The rectum attaches to the bottom of the colon, or large intestine, and when individuals have a bowel movement, the waste travels through the rectum before it is expelled from the body. Solitary rectal ulcer syndrome is a condition that occurs when individuals have sores or ulcers inside their rectum.
Although the exact cause is not known, some physicians theorize that the ulcers appear due to an injury to the rectum. These injuries are often caused by straining while having a bowel movement, constipation and a prolapse of the rectum.
Solitary rectal ulcer syndrome can cause various symptoms including pain in the rectum, bleeding from the rectum and a discharge of mucus from the rectum. Some people have a full feeling in their pelvic area or they feel as if they did not have a complete bowel movement after going to the bathroom.
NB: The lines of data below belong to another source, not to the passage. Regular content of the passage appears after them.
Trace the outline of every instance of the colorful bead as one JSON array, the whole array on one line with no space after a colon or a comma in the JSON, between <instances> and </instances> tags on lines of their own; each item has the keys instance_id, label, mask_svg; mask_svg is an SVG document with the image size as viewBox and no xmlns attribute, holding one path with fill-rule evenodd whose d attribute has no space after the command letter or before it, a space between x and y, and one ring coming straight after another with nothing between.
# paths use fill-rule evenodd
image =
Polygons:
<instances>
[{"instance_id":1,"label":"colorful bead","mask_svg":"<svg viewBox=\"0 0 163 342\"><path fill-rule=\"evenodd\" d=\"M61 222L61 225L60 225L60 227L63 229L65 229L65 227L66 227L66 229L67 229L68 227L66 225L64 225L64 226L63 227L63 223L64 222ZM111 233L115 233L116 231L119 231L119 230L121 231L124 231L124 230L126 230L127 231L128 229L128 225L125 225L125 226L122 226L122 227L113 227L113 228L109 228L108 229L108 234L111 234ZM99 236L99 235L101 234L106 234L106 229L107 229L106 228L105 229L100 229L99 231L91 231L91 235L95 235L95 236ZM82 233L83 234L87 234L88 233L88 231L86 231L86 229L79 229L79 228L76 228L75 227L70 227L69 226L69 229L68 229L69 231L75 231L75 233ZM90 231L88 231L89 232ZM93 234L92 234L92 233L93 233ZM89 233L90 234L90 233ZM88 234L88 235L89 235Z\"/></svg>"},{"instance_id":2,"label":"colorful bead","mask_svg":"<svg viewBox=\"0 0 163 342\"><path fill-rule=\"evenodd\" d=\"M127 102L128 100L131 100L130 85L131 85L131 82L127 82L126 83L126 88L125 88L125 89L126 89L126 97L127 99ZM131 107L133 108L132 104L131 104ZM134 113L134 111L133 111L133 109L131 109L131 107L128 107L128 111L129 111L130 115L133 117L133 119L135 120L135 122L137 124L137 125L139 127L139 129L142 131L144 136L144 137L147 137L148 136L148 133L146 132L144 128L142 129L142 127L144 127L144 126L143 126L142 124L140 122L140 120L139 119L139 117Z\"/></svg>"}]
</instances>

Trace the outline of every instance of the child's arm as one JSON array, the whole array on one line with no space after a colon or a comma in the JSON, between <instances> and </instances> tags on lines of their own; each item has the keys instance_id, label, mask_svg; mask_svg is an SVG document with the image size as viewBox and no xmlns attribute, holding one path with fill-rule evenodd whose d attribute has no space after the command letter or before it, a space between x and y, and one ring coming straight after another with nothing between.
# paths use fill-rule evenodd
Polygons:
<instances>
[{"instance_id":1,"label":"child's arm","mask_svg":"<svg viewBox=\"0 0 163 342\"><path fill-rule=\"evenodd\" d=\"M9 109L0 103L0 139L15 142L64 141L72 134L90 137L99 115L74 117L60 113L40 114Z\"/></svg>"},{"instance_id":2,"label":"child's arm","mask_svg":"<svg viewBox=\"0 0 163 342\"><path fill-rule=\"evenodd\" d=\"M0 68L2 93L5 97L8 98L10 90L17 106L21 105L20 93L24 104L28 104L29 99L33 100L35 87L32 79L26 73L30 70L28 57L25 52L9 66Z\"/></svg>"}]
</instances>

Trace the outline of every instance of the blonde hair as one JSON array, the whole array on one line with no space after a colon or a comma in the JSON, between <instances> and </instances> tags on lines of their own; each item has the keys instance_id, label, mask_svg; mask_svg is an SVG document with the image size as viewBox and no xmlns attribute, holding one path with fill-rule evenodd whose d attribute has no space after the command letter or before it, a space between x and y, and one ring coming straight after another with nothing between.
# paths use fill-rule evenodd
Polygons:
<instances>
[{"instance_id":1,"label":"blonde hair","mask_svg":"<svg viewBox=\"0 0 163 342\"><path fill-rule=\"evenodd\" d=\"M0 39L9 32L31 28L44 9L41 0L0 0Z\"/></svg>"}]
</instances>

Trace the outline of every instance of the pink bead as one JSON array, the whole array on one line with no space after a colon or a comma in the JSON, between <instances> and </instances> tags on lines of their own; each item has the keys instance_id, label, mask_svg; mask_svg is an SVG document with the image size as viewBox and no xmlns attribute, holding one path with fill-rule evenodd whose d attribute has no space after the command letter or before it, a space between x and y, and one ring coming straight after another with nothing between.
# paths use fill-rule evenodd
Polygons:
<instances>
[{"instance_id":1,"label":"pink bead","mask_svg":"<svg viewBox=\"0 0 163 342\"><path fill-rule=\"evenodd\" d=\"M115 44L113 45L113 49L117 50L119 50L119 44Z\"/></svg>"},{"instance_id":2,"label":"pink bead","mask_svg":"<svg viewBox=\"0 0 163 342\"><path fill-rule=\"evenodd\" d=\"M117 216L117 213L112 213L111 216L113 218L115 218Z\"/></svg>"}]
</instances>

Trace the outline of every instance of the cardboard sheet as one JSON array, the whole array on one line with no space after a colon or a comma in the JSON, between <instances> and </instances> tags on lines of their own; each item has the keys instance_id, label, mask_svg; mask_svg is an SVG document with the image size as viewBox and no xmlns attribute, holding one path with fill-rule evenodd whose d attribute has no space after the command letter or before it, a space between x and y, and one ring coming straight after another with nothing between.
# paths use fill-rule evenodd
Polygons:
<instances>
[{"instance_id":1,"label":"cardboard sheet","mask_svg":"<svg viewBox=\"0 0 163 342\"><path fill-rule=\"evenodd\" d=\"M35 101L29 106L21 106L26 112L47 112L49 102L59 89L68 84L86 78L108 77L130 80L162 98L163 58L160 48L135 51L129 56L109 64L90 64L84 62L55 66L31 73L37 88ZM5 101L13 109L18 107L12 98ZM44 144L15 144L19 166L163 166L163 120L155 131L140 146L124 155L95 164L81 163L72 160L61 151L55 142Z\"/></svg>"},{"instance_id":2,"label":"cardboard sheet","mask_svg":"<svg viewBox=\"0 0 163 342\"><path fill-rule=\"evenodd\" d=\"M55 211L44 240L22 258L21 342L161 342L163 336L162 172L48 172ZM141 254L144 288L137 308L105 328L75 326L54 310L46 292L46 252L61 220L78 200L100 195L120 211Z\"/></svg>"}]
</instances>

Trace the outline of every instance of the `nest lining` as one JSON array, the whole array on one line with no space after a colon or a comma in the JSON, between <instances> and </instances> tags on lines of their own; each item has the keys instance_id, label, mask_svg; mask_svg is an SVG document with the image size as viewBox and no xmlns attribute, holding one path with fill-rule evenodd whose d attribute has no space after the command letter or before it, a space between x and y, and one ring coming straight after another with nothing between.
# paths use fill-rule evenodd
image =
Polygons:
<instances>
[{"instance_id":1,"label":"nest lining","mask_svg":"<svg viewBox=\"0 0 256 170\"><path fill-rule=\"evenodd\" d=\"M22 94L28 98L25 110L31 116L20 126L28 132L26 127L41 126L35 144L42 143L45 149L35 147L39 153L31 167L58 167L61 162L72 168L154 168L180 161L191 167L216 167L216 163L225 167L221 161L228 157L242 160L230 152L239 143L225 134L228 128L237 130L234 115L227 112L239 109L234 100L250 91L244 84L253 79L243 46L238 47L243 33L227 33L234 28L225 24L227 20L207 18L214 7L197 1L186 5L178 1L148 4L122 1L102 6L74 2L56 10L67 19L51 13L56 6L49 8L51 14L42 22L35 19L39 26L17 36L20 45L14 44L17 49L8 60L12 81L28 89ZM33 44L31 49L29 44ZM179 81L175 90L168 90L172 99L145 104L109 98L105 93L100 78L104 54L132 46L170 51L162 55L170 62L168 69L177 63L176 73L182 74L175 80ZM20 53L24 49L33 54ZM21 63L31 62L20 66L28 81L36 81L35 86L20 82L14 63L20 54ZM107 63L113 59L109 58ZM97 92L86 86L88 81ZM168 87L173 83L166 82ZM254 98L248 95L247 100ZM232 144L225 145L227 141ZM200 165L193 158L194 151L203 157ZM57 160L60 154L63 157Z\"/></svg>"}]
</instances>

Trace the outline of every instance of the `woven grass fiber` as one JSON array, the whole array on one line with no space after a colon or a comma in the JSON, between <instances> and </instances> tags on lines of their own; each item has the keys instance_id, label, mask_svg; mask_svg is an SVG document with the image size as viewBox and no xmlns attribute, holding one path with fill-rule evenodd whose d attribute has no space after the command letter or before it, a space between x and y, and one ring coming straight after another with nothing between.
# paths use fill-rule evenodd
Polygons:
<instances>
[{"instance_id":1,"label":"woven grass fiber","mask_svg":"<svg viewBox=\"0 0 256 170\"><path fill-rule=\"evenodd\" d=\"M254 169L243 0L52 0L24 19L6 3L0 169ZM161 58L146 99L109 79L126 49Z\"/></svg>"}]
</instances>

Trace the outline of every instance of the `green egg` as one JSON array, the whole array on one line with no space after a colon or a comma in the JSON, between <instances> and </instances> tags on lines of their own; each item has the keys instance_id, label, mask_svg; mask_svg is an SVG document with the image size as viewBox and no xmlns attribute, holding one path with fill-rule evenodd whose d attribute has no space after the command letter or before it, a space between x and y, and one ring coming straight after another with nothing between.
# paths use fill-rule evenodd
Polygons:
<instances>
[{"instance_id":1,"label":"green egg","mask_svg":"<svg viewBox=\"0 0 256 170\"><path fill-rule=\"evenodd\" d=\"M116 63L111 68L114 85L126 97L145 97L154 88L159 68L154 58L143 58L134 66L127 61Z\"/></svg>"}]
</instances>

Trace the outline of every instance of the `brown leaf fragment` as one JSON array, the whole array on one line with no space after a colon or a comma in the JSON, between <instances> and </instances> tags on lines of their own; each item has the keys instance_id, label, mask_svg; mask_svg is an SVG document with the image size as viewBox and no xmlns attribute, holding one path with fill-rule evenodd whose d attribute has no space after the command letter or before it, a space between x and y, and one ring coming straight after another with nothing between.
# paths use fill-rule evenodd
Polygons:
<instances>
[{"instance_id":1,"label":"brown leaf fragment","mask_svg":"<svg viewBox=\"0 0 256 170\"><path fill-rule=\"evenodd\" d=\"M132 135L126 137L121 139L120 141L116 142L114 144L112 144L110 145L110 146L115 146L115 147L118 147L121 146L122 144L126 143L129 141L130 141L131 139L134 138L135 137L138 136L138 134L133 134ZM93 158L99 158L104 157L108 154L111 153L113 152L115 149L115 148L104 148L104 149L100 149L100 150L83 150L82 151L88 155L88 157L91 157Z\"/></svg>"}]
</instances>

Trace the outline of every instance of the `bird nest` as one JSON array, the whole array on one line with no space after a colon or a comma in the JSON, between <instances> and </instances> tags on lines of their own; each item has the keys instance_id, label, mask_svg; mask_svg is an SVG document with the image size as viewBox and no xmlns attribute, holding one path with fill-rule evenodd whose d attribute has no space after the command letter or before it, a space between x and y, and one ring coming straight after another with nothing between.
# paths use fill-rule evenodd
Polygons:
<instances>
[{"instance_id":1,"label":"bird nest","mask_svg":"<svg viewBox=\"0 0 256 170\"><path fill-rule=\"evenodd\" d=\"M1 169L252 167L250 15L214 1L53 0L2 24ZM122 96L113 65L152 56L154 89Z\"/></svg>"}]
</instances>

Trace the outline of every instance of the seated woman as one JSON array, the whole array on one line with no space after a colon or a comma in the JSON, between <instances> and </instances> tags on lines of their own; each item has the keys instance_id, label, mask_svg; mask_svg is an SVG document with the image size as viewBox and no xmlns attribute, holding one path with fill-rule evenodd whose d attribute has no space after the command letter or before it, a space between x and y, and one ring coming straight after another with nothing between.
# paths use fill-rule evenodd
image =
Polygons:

Fecal matter may exit the rectum uncontrollably or it may seep out while an individual passes gas. Other symptoms include bowel movements that are infrequent and difficulties passing stool. Some individuals who have solitary rectal ulcer syndrome do not experience any symptoms at all.
Solitary rectal ulcer syndrome (SRUS) tends to be caused by injury to the rectum. One of the most common ways to develop an injury is during rectal prolapse, which is where the end of the rectum begins to protrude through the anus. This leaves it highly susceptible to injury.
However, there are many other potential causes of injury to the rectum. It is thought that straining can cause rectal ulcers, which means that people with chronic constipation and impacted stools are at a higher risk. Similarly, attempts to manually remove impacted stools could cause the ulcers.
In some cases, unusual tightening of the pelvic floor muscles is thought to cause rectal ulcers. This is because it could restrict blood flow to the rectum which can result in damage to the tissues. A condition called intussusception, which is where part of the intestine slides into another part, might also cause injury to the rectum and lead to ulcers.
Sometimes it is the insertion of a foreign body into the anus or anal intercourse which causes injury to the rectum. It’s also known that abnormal toileting behaviors, which could be exhibited by people with psychological disorders like OCD, can lead to injury and SRUS.
The types of treatments depend on the magnitude of the injuries to the rectum and the symptoms that a person is experiencing. Those who have slight symptoms can often prevent them from getting worse by eating healthy meals and getting regular exercise. Medications that can also help to reduce the symptoms include botulinum toxin, steroids and sulfasalazine enemas.
If the condition is advanced, individuals may need surgery to repair a rectal prolapse. If treating the condition is not effective, individuals may be required to have a proctectomy, which is a surgical procedure for removing the rectum. If necessary, a colostomy procedure may be performed to reroute the colon to the abdominal wall. After this procedure is completed, individuals will have a bag attached to an opening in the abdomen to collect their waste.
Preventing SRUS may be possible by preventing the underlying injuries or conditions which can cause ulcers to develop. Rectal prolapse tends to occur due to the weakening of the muscles surrounding the rectum, which often occurs as a result of excessive straining.
By increasing the amount of fiber and liquids in the diet, it may be possible to keep stools soft enough for more regular, comfortable bowel movements. This will both reduce the risk of prolapse and of injury to the rectum. It’s also important to avoid trying to manually remove impacted stools.
Those who frequently have anal intercourse should take great care to avoid injuring the rectum. Use of a body-friendly lubricant will help with this.